Takımın yeni forveti Necid'den bir dal alalım:



Medipol Başakşehir

Geçtiğimiz sezon Abdullah Avcı yönetiminde ligi 4. bitiren Başakşehir, Avrupa Ligi'nde mücadele etme hakkı kazanmıştı.Alkmaar'a elenerek Avrupa'ya çabuk veda ettiler. Özellikle savunmalarıyla ilerisi için bir umut vermediler. Geçtiğimiz sezonun en iyi savunmacılarından biri olan Epureanu'nun ilk yarıyı kapatması, onları fazlasıyla zorlayacak. Özetle, geçen yıl kadar defansif bir takım olamayacaklar, daha çok gol yiyeceklerini düşünüyorum. Fenerbahçe'den Emre ve Bekir, Split'ten Cikalleshi, FC Heart'tan Musa ve Kayseri Erciyes'ten Cenk Ahmet takıma katılan isimler oldu.

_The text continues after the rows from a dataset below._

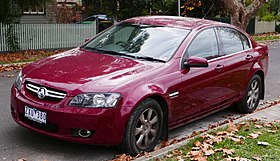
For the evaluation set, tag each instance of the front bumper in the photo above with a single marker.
(107, 125)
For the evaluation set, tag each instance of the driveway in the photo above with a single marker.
(18, 142)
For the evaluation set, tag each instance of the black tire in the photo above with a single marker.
(252, 95)
(144, 128)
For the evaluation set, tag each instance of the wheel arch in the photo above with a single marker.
(164, 107)
(261, 74)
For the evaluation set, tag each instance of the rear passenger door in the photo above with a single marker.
(201, 88)
(238, 55)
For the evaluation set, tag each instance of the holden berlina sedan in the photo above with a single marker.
(138, 79)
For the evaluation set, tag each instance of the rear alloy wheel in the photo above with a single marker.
(144, 128)
(252, 95)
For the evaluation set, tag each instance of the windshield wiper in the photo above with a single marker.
(124, 54)
(150, 59)
(111, 52)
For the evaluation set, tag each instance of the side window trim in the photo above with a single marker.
(186, 55)
(221, 44)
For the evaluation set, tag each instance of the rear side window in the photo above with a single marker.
(204, 45)
(231, 40)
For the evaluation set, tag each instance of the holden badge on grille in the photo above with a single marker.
(41, 93)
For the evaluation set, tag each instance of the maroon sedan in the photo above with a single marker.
(132, 83)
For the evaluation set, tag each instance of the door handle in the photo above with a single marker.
(249, 56)
(219, 67)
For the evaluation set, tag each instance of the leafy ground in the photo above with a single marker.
(250, 140)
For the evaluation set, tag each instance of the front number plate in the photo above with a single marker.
(35, 115)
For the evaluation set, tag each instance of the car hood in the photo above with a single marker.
(78, 70)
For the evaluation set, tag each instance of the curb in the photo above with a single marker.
(269, 114)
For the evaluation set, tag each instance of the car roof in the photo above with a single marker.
(174, 21)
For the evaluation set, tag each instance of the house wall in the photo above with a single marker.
(33, 19)
(264, 26)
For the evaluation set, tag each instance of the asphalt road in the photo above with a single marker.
(17, 142)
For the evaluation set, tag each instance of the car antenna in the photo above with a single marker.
(208, 11)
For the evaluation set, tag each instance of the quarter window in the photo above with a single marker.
(245, 42)
(231, 40)
(204, 45)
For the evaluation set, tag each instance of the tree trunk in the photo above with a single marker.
(240, 13)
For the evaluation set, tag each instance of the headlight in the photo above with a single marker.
(95, 100)
(18, 81)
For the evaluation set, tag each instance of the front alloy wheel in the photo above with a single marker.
(251, 97)
(253, 94)
(144, 128)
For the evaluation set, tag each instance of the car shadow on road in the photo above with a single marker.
(34, 146)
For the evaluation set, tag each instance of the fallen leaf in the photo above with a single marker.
(123, 157)
(209, 152)
(254, 135)
(257, 158)
(263, 143)
(22, 159)
(226, 151)
(229, 151)
(237, 140)
(232, 127)
(197, 143)
(174, 141)
(194, 153)
(169, 155)
(179, 158)
(222, 133)
(272, 131)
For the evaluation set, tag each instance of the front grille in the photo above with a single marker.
(48, 93)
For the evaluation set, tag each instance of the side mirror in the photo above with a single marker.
(87, 39)
(194, 61)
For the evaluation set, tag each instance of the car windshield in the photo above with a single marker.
(139, 41)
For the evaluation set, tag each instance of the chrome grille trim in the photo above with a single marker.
(49, 93)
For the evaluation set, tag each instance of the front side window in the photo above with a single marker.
(159, 42)
(204, 45)
(231, 40)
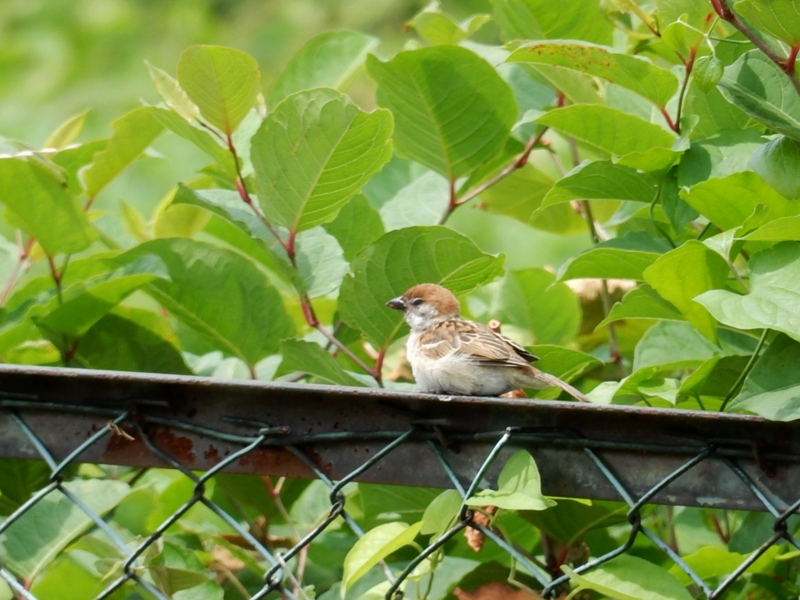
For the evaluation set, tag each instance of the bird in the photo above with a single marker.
(453, 355)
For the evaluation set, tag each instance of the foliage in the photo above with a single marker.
(667, 137)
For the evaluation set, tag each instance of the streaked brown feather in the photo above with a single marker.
(475, 341)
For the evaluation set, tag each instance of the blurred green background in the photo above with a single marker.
(59, 58)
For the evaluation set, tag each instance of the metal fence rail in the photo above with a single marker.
(339, 435)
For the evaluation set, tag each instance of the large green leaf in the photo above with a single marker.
(778, 163)
(633, 73)
(133, 133)
(642, 303)
(608, 129)
(311, 358)
(199, 137)
(762, 90)
(772, 388)
(401, 259)
(541, 19)
(376, 545)
(602, 180)
(779, 18)
(682, 274)
(452, 110)
(356, 226)
(774, 294)
(625, 257)
(532, 300)
(221, 295)
(222, 82)
(326, 60)
(30, 543)
(313, 153)
(519, 487)
(630, 578)
(83, 306)
(131, 340)
(729, 201)
(40, 205)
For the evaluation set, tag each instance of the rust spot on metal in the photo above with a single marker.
(177, 446)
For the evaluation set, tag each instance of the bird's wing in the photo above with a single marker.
(475, 341)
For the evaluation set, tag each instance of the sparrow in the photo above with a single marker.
(453, 355)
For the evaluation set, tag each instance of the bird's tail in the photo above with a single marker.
(556, 382)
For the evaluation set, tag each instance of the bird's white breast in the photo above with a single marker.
(454, 373)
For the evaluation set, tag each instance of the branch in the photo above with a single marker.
(725, 13)
(519, 162)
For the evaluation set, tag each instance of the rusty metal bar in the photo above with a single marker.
(200, 421)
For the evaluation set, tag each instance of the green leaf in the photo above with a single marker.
(532, 300)
(172, 93)
(682, 274)
(519, 487)
(782, 229)
(642, 303)
(311, 358)
(376, 545)
(772, 388)
(40, 205)
(401, 259)
(673, 345)
(540, 19)
(715, 377)
(221, 295)
(67, 132)
(564, 363)
(30, 543)
(327, 60)
(773, 298)
(625, 257)
(607, 129)
(119, 343)
(199, 137)
(320, 262)
(222, 82)
(729, 201)
(452, 110)
(421, 202)
(630, 578)
(85, 306)
(440, 513)
(133, 133)
(435, 27)
(712, 112)
(779, 18)
(761, 89)
(707, 72)
(570, 520)
(259, 243)
(778, 162)
(726, 153)
(356, 226)
(602, 180)
(633, 73)
(314, 153)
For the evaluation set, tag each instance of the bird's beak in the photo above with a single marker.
(397, 303)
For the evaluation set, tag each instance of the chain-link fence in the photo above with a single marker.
(340, 435)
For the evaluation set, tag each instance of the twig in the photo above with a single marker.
(746, 370)
(16, 271)
(725, 13)
(518, 162)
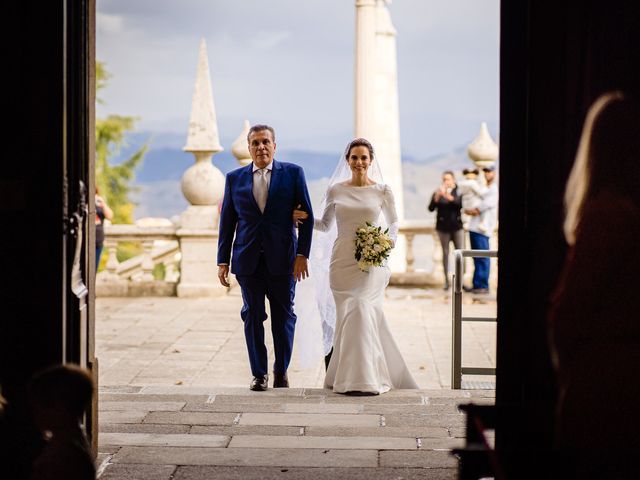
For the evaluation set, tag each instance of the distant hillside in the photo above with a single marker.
(158, 179)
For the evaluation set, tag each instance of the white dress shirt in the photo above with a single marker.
(258, 185)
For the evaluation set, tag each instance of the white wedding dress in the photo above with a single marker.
(365, 357)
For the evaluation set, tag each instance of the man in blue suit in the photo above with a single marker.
(268, 256)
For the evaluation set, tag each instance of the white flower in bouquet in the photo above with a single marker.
(373, 246)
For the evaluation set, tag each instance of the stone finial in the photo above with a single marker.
(483, 150)
(240, 148)
(203, 126)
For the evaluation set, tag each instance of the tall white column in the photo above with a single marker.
(365, 67)
(377, 115)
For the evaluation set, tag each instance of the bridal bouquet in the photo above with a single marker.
(372, 246)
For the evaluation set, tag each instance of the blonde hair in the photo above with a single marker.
(578, 184)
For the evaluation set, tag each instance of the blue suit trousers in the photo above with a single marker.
(280, 290)
(481, 264)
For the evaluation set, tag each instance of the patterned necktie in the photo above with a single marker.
(261, 189)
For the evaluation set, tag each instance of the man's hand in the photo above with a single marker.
(299, 215)
(223, 275)
(300, 268)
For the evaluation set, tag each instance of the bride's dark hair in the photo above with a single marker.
(359, 142)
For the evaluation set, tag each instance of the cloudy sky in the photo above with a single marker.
(290, 63)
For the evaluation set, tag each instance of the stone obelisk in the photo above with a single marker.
(376, 100)
(203, 186)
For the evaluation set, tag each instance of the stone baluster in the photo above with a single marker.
(147, 261)
(240, 146)
(438, 273)
(409, 252)
(171, 272)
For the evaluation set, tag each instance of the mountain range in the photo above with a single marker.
(157, 180)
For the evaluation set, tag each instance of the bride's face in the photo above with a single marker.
(359, 160)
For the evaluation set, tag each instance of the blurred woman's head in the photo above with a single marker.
(608, 156)
(448, 179)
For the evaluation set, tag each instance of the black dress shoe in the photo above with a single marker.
(259, 384)
(280, 380)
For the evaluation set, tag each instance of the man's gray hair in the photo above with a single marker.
(259, 128)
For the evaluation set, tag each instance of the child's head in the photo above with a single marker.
(60, 392)
(470, 174)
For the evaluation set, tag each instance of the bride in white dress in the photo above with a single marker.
(365, 357)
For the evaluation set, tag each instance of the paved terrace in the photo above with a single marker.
(175, 402)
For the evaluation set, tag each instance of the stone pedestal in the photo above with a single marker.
(198, 236)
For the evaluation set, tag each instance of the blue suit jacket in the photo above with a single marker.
(272, 231)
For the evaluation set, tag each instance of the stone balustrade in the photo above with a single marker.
(162, 245)
(134, 276)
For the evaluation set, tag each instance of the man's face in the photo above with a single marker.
(262, 148)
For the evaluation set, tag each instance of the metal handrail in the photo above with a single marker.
(457, 370)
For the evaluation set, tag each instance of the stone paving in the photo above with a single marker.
(175, 403)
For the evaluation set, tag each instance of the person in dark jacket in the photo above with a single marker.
(448, 203)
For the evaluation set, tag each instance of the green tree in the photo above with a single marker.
(114, 181)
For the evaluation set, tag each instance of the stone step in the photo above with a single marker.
(202, 432)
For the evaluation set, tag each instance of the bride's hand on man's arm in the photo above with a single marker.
(299, 215)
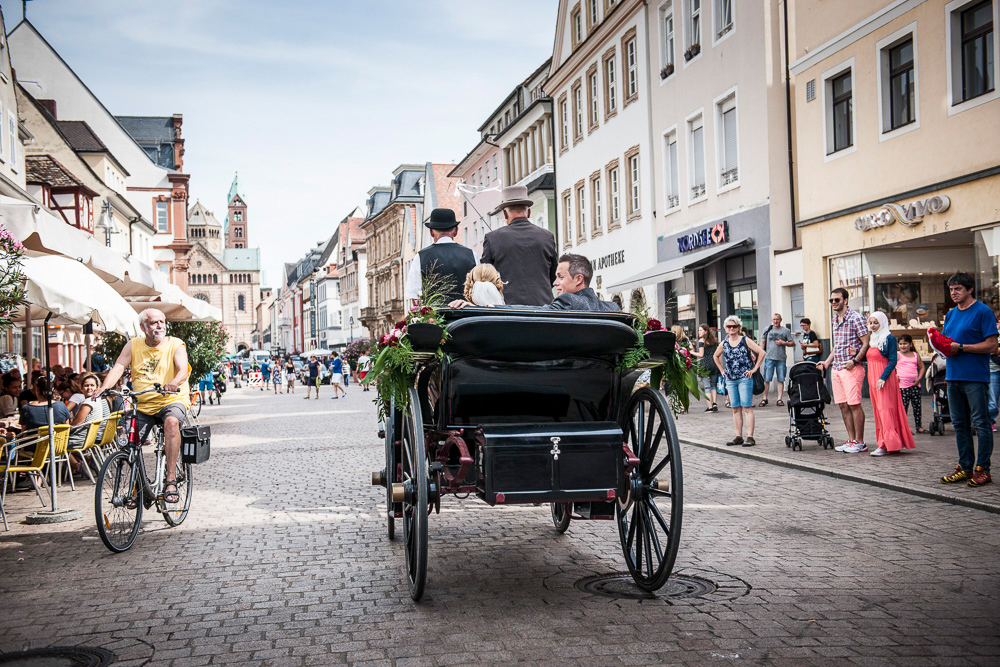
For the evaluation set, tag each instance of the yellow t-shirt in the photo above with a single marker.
(155, 365)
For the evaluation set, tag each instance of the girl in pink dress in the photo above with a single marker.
(892, 431)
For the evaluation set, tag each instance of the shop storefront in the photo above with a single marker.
(896, 257)
(714, 270)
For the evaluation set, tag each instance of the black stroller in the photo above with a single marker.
(807, 401)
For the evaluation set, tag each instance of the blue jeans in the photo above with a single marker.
(968, 403)
(740, 392)
(774, 368)
(994, 392)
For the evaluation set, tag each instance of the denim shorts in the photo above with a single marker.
(774, 368)
(740, 392)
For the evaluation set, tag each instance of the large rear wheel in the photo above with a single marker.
(415, 483)
(118, 501)
(649, 514)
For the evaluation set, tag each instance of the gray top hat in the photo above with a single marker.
(512, 195)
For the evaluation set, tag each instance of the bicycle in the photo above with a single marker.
(125, 488)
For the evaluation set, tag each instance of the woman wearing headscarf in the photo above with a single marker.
(892, 430)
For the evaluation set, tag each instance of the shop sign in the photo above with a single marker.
(613, 259)
(717, 233)
(910, 215)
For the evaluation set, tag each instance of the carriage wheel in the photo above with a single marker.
(414, 463)
(560, 516)
(649, 516)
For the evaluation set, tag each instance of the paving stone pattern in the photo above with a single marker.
(918, 470)
(284, 561)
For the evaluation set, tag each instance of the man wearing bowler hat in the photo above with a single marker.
(448, 259)
(523, 253)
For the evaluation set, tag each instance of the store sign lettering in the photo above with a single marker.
(910, 215)
(717, 233)
(614, 259)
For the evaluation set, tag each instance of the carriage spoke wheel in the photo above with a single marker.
(414, 469)
(649, 517)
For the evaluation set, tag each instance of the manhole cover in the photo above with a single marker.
(59, 656)
(622, 586)
(690, 585)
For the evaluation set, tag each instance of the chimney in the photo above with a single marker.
(50, 106)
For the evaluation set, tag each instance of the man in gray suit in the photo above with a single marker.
(572, 282)
(523, 253)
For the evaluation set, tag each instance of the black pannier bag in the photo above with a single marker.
(195, 443)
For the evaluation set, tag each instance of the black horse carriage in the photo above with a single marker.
(531, 407)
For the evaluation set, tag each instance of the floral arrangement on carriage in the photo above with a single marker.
(668, 360)
(417, 337)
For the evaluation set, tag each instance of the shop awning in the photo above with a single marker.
(672, 269)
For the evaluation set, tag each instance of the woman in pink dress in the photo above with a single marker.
(892, 430)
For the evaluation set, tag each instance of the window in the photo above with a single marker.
(613, 192)
(632, 185)
(842, 111)
(671, 176)
(576, 26)
(630, 67)
(978, 74)
(592, 98)
(162, 222)
(723, 17)
(564, 123)
(728, 144)
(667, 38)
(596, 201)
(610, 85)
(568, 218)
(696, 166)
(577, 112)
(694, 23)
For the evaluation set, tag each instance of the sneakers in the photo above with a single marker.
(980, 477)
(958, 476)
(843, 447)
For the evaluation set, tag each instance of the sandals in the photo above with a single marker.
(168, 497)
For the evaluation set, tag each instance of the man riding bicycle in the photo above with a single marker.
(157, 359)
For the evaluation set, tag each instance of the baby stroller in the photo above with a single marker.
(939, 396)
(807, 400)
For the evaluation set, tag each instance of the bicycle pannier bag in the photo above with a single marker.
(195, 443)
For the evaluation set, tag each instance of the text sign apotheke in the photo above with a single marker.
(717, 233)
(910, 215)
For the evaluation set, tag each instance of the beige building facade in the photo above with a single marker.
(897, 170)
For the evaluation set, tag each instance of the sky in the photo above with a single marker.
(313, 102)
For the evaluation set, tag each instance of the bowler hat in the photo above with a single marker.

Tayfun, Rızvan ve Tom ise takımdan ayrıldı. Abdullah Avcı, yeni sezonda hücum bölgesinde Perbet'yi daha çok düşünmeli.. Fransız golcü, bu ligde önemli işler yapabilecek kalitede...


Kasımpaşa

Kasımpaşa da teknik direktör değiştirdi ve takımın başına Mersin İY'den tanıdığımız Rıza Çalımbay'ı getirdi. Rıza Hoca önderliğinde değişik bir yaz transfer dönemi geçirdiler. Gelen isimler pek dikkat çekmese de; gidenler Kasımpaşa'ya önemli bir kayıp yaşatabilir. Ancak Rıza Hoca'nın başında olduğu takımların hem sistem hem de oyunculara yapılan fiziksel-mental takviyelerle sezona hep iyi başladığı gerçeği de önümüzde... Litex'ten Bozhikov, Galatasaray'dan Aydın Yılmaz, Chelsea'den kiralık Omeruo, Kayserispor'dan Abdullah, Gaziantepspor'dan Eray, Bahia'dan Titi, Gençlerbirliği'nden Ramazan, Sivasspor'dan kiralık olarak Hakan Arslan ve Rio Ave'den kiralık olarak Del Valle transfer edildi. Babel, Özer, Aytaç, Barış, İlhan, Sancak, Alpaslan ve Viudez ise takımdan ayrıldı.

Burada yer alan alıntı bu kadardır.